Fig. 4: Ion permeation pathway comparison of exoKCR1 and endoKCR1.

a, b Cartoon model of exoKCR1 in gray (a) and endoKCR1 in purple (b) with ion and water permeation pathway. The potential potassium ion and water are shown as purple and red spheres, respectively. The side chain of residues along the pore is labeled and color-coded. The retinal in exoKCR1 is colored in green and the retinal in endoKCR1 is colored in blue.
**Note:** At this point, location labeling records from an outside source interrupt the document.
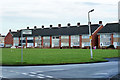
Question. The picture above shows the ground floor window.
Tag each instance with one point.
(8, 45)
(64, 41)
(55, 41)
(75, 40)
(105, 40)
(116, 44)
(46, 41)
(85, 44)
(30, 44)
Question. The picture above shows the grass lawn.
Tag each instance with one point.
(54, 56)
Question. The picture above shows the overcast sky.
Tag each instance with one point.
(18, 14)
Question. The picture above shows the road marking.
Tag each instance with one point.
(101, 73)
(57, 69)
(40, 77)
(24, 73)
(32, 73)
(49, 76)
(17, 72)
(11, 71)
(39, 71)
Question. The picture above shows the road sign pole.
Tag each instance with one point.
(21, 46)
(90, 33)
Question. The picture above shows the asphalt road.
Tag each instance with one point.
(93, 70)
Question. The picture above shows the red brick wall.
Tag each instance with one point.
(50, 41)
(111, 39)
(98, 41)
(80, 40)
(8, 39)
(60, 41)
(69, 41)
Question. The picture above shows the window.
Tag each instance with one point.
(85, 44)
(29, 38)
(64, 37)
(85, 36)
(117, 35)
(75, 40)
(16, 38)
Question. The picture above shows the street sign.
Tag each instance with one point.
(27, 32)
(23, 32)
(90, 37)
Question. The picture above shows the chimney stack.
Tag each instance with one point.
(17, 30)
(68, 24)
(100, 22)
(78, 24)
(50, 26)
(59, 25)
(9, 30)
(35, 27)
(27, 27)
(42, 26)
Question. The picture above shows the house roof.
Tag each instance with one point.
(110, 28)
(13, 33)
(55, 31)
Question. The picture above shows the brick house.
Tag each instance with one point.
(56, 37)
(2, 40)
(109, 35)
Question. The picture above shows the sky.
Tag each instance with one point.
(19, 14)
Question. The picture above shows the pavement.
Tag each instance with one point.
(103, 70)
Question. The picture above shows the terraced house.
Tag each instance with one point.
(109, 35)
(55, 37)
(2, 40)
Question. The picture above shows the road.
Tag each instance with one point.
(93, 70)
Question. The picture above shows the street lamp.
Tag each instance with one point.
(90, 33)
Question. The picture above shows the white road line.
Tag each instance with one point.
(17, 72)
(32, 73)
(101, 73)
(40, 77)
(49, 76)
(57, 69)
(39, 71)
(24, 73)
(11, 71)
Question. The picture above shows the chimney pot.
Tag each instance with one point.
(68, 24)
(35, 27)
(42, 26)
(50, 26)
(78, 24)
(27, 27)
(100, 22)
(9, 30)
(59, 25)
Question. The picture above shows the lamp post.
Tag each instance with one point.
(21, 46)
(90, 33)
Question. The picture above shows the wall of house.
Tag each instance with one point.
(38, 41)
(85, 40)
(75, 40)
(105, 40)
(116, 40)
(46, 41)
(64, 41)
(16, 41)
(2, 41)
(8, 41)
(55, 41)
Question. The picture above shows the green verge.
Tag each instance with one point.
(54, 56)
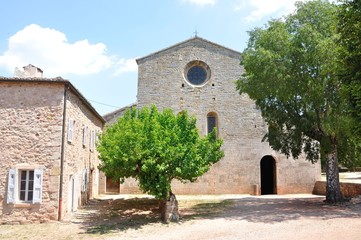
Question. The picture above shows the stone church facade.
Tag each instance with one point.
(199, 76)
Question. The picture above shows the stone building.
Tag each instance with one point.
(199, 76)
(48, 160)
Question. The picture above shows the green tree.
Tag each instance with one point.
(349, 28)
(291, 73)
(155, 148)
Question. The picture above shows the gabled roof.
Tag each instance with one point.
(112, 116)
(193, 39)
(53, 81)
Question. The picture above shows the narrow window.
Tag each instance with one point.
(211, 122)
(91, 144)
(85, 130)
(29, 184)
(70, 129)
(11, 186)
(26, 185)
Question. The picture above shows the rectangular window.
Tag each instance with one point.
(85, 130)
(92, 138)
(211, 123)
(25, 185)
(70, 129)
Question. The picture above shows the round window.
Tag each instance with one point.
(197, 72)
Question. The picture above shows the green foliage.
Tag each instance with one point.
(155, 148)
(349, 28)
(292, 74)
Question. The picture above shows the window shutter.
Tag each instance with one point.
(11, 186)
(70, 129)
(75, 193)
(38, 185)
(84, 135)
(91, 140)
(84, 180)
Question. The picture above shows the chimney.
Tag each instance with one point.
(30, 71)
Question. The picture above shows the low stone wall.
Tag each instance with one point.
(347, 189)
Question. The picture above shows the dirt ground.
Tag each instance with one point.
(204, 217)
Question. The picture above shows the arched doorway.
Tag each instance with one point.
(268, 175)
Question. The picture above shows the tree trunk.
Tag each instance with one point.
(333, 192)
(169, 209)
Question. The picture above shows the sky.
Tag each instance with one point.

The lumen is divided into five layers (L1–L5) according to the putative distribution and dehydration of potential potassium ion built in the pore domain: the intracellular hydrated layer (L5, E248-R244-D116), which contains the hydrated potassium; the dehydrated layer (L4), containing two water molecules (F195-W199) and two putative continuous dehydrated potassium ion; the extracellular monohydrated layer (L3, K233-D229-D105-K84), which contains a putative monohydrate potassium ion; the selectivity filter layer (L2, W102-Y222), which contains at least one partial hydrated potassium ion through π-cation interactions. the extracellular hydrated layer (L1, W100), which contains the bulky hydrated potassium ion. The exoKCR1 exhibit the continuous potassium permeation pathway while the endoKCR1 exhibit the discontinuous potassium permeation pathway. c–f The dehydrated layer of exoKCR1 (c–d) and endoKCR1 (e–f) were presented by Coot. No density is observed in exoKCR1, whereas two distinct putative water densities interact with F195 and W199, and two potassium/water densities occupy the lumen.